Нескольких недель мне хватило, чтобы начать видеть людей такими. Может, я видел их такими и раньше? Не помню.

Я свернул окно программы, в которой верстал рекламный буклет для работы, лениво пошарил по экрану курсором, отыскав папку с музыкой, и запустил случайный выбор. Выпал «Пикник», «Ночь шуршит над головой как вампира черный плащ».

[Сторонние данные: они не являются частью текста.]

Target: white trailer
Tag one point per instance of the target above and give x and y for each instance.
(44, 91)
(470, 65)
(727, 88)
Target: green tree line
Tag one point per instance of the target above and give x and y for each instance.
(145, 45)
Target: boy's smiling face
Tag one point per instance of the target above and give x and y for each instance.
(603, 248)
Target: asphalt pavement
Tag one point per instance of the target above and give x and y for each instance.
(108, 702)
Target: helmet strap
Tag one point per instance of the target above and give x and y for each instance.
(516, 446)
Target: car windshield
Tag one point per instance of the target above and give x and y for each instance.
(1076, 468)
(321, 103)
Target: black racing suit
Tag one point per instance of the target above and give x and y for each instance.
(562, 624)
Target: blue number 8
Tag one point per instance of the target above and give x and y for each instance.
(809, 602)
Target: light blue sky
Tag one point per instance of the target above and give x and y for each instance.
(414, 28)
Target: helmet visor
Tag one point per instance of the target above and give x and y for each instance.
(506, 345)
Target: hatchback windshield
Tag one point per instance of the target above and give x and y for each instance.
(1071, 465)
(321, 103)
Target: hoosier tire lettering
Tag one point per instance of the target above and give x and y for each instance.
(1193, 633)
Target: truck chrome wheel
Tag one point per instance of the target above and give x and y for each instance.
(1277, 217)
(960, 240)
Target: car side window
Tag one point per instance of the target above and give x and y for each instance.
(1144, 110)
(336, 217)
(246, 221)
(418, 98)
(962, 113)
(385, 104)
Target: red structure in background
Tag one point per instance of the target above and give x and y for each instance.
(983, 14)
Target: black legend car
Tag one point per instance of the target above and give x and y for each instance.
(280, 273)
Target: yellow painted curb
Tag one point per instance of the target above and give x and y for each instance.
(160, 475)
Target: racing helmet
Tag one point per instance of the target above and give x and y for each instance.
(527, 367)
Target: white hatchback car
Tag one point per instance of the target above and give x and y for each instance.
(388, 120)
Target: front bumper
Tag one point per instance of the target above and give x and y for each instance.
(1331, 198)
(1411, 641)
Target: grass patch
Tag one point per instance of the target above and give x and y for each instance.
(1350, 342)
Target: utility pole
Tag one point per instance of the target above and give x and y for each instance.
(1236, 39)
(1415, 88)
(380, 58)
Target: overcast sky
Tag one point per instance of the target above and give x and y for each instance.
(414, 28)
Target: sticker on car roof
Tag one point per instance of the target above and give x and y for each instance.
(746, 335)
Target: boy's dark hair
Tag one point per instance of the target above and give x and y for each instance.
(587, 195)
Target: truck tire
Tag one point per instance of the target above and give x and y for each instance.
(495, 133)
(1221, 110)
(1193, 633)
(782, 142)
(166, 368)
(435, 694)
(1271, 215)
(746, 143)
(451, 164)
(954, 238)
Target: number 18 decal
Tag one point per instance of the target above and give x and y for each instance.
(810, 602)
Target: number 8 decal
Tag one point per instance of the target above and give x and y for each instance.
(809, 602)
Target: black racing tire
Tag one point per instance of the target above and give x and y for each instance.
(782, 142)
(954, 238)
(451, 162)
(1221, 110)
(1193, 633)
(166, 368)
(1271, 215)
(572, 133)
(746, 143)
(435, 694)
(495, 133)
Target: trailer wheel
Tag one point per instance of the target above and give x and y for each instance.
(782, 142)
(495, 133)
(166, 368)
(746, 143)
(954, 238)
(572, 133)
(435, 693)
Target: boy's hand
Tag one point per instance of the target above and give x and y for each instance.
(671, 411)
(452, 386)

— Зачет! — сказал я вслух. — В тему.

Я повел пальцами по сенсору. На мониторе открылась фотография девушки, сидящей над раскрытой книгой, подперев щеку кулачком. В длинных русых волосах запутались солнечные лучи, упавшие сквозь широкие окна институтской аудитории. На лице улыбка, в зеленых глазищах пляшут чертенята. Улыбалась она редко, но совершенно очаровательно, как-то озорно, по-мальчишески. На ней был открытое клетчатое платьице поверх яркой оранжевой футболки. Вот тоже ее черта, одеваться в яркие, броские цвета. Снимал я на телефон, но все равно получилось хорошо.

Просто Оксана очень фотогеничная.

— Повезло же мне тебя встретить, а?

На Оксану, с которой мы учились на одном курсе, я решил посмотреть своим новым, особенным взглядом, чуть не в первую очередь. Лучше бы не смотрел.

Она тоже была из наших. Из «минусов». Не знаю, почувствовала ли она меня, но я увидел ее четко. В роящейся черной мошкаре.

Вот так и начинаешь верить в судьбу, в «две половинки» и всякое прочее. Хотя это, конечно, не наш с ней вариант. В смысле, не мой. Ей было на Дениса Яблокова, что называется, параллельно. Никита обещал мне «сбычу мечт», но в данном конкретном случае произошел явный прокол.